APRIL 5, 2013 SCREENING: HUGO (2011)
I don’t even think it was intentional, but my screening of “Hugo” (2011) marked the third of three films in a row where child stars started making the transition to older roles. Hugo is last – but certainly not least – of the three films. Indeed, I would argue that Hugo is the best of the three, but given that the other two were disappointments, that’s not saying much. Hugo is a really well made and innovative film, but I don’t think its deserves much of the critically acclaimed “masterpiece” labeling that it got when it came out. Good film, yes. Classic, no.
Let’s first take a look at what the film did right. Without question, the art direction of the film is its strongest element. This film blew me away with its cinematography and set design. It’s perfectly done – you could randomly freeze frame “Hugo” at at any random moment and you’d have a beautifully rendered still image that you could mount on the wall like a scenic painting. Supposedly Hugo is one of those movies where you “must” watch it in 3D. Well, I didn’t do so – I watched the move in nice old fashioned 2D on a plain, small. flat screen TV – and it was still gorgeous. I don’t know what film won for Best Art Direction at the Oscars that year, or even what other movies were nominated, but in my mind Hugo was the only contender. I haven’t seen a movie in years that looked so beautiful.

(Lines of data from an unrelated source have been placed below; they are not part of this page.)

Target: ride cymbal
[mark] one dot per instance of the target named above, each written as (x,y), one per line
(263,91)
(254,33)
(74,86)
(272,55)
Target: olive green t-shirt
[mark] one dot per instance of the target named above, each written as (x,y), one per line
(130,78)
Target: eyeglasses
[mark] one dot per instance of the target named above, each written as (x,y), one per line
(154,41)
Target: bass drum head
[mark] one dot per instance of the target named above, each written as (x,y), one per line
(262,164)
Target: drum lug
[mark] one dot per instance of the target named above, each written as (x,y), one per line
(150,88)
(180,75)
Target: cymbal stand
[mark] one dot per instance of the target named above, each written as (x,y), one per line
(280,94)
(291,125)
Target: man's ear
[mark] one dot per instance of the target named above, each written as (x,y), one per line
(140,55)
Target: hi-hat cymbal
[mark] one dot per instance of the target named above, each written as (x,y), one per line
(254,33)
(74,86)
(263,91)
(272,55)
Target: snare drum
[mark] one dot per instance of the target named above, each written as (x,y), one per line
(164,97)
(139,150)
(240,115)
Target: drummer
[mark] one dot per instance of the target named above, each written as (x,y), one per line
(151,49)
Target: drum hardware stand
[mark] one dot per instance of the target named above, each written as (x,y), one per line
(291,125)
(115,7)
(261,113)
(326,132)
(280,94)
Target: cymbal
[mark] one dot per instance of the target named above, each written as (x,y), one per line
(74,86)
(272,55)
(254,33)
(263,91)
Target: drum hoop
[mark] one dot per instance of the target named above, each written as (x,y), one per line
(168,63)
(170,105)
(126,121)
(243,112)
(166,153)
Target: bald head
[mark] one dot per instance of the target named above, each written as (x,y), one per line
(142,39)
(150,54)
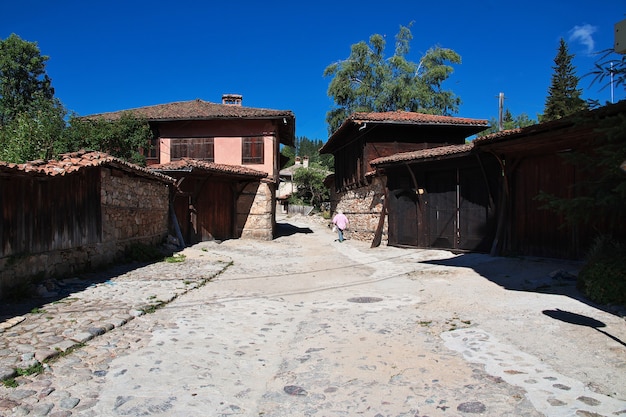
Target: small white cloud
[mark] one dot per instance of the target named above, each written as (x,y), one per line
(584,35)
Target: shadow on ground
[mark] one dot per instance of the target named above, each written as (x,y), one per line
(288,229)
(60,288)
(580,320)
(543,275)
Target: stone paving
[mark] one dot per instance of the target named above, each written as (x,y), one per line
(304,326)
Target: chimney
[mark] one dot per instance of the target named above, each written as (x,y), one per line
(232,99)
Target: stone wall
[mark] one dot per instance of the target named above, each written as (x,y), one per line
(256,211)
(362,206)
(133,209)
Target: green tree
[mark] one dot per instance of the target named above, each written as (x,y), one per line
(367,81)
(564,96)
(35,134)
(23,78)
(123,138)
(310,148)
(508,122)
(310,186)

Hugo is also a refreshing change of pace for director Martin Scorsese. Although an iconic director, most of Scorsese’s films are about as R-rated as you can get, and filled with extreme violence and adult situations (mob movies are a specialty of his). Lately, Scorsese has also gotten strangely attached to Leonardo DiCaprio as Tim Burton has with Johnny Depp, and it’s really starting to overstay its welcome. Hugo, on the other hand, seemed to be marketed at kids – or at least it clearly falls into the category of “Family Film” – and best of all, Leonardo DiCaprio sat this one out. Instead, the cast includes Ben Kingsley, Sacha Baron Cohen, and child actors Asa Butterfield and Chloë Grace Moretz. Butterfield went on to Ender’s Game, so this apparently marked his final child role, and he went out with a bang. Incredibly, Moretz did this glossy high budget film the same year she did the last movie I reviewed, Hick. In the latter, she played a fowl-mouthed, flirty southern girl who dressed too sexy for her age. Here, she’s a sweet and charming polite french child. The contrast between the two roles could not be more striking. Kudos to the actors for such a strong performance.

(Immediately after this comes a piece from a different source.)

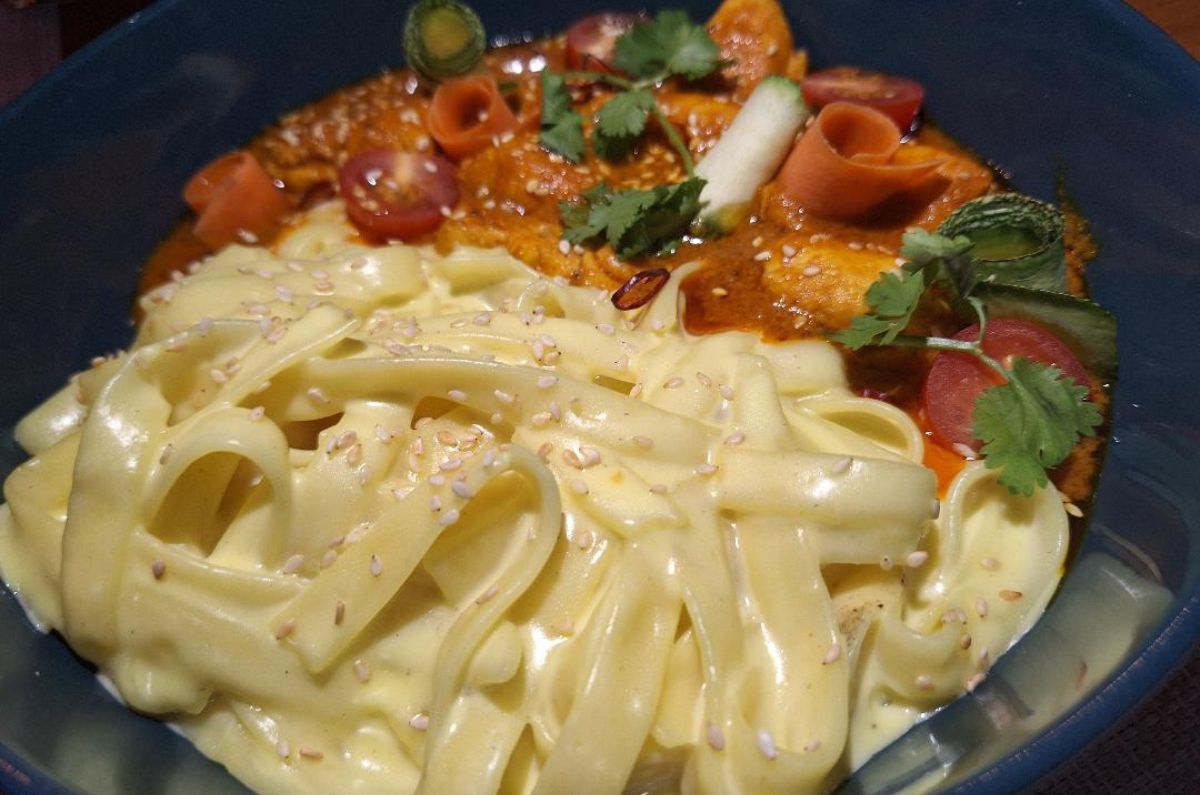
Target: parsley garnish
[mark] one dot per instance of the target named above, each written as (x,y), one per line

What I found lacking was the rest of the movie. It seems to be marketed as some kind of grand adventure film or fantasy story about clocks, set against the backdrop of the 1930s Paris. Instead, it turns to be some quiet drama that turns into a preachy lesson about film preservation The film ultimately reveals that the main character’s grandfather is forgotten silent film director Georges Méliès of “A Trip to the Moon” (1902) fame, and ends with some fictional (as in, this didn’t happen in real life) emotional farewell where his films are restored and he receives a standing ovation for his work.
I’m not sure what the audience for this film is. If it’s a kids movie, I doubt kids will care about the storyline or be engaged in the movie at all. For someone like me – who is a big fan of the actors, loves cool special effects, and is actually interested in the niche art-house subject of silent film preservation – Scorsese might have the ideal targeted viewer. But my reaction was lukewarm at best. Sacha Baron Cohen is apparently there as “comic relief” playing a french police officer, but I didn’t laugh once, despite his strong performance. The Georges Méliès revelation didn’t move me either – and I found myself more fascinated by how awesome his 100 year old movies looked when they were fully colorized and restored for brief exerts in this movie, than the surrounding story about the director himself. Perhaps the most distracting element is the fact this is a big budget Hollywood film. Like Les Miserables and many others, the audience is supposed to be escape to the world of historic France, but its difficult to imagine France when every character in the movie speaks with a heavily British accent for the benefit of the English-speaking audience. As an experiment, I actually got tired of hearing the fake British accents and switched the French language dubbing halfway through the movie. I kept it on for the next hour and it actually improved the movie – now Hugo seemed like a charming foreign film instead of a Scorsese movie, and even Cohen’s police office character seemed more believable instead of like Borat wandered unto a new film set.
Overall, Hugo is a well made and incredibly polished film. But who’s film is it? It’s not mine, and I doubt its yours, either.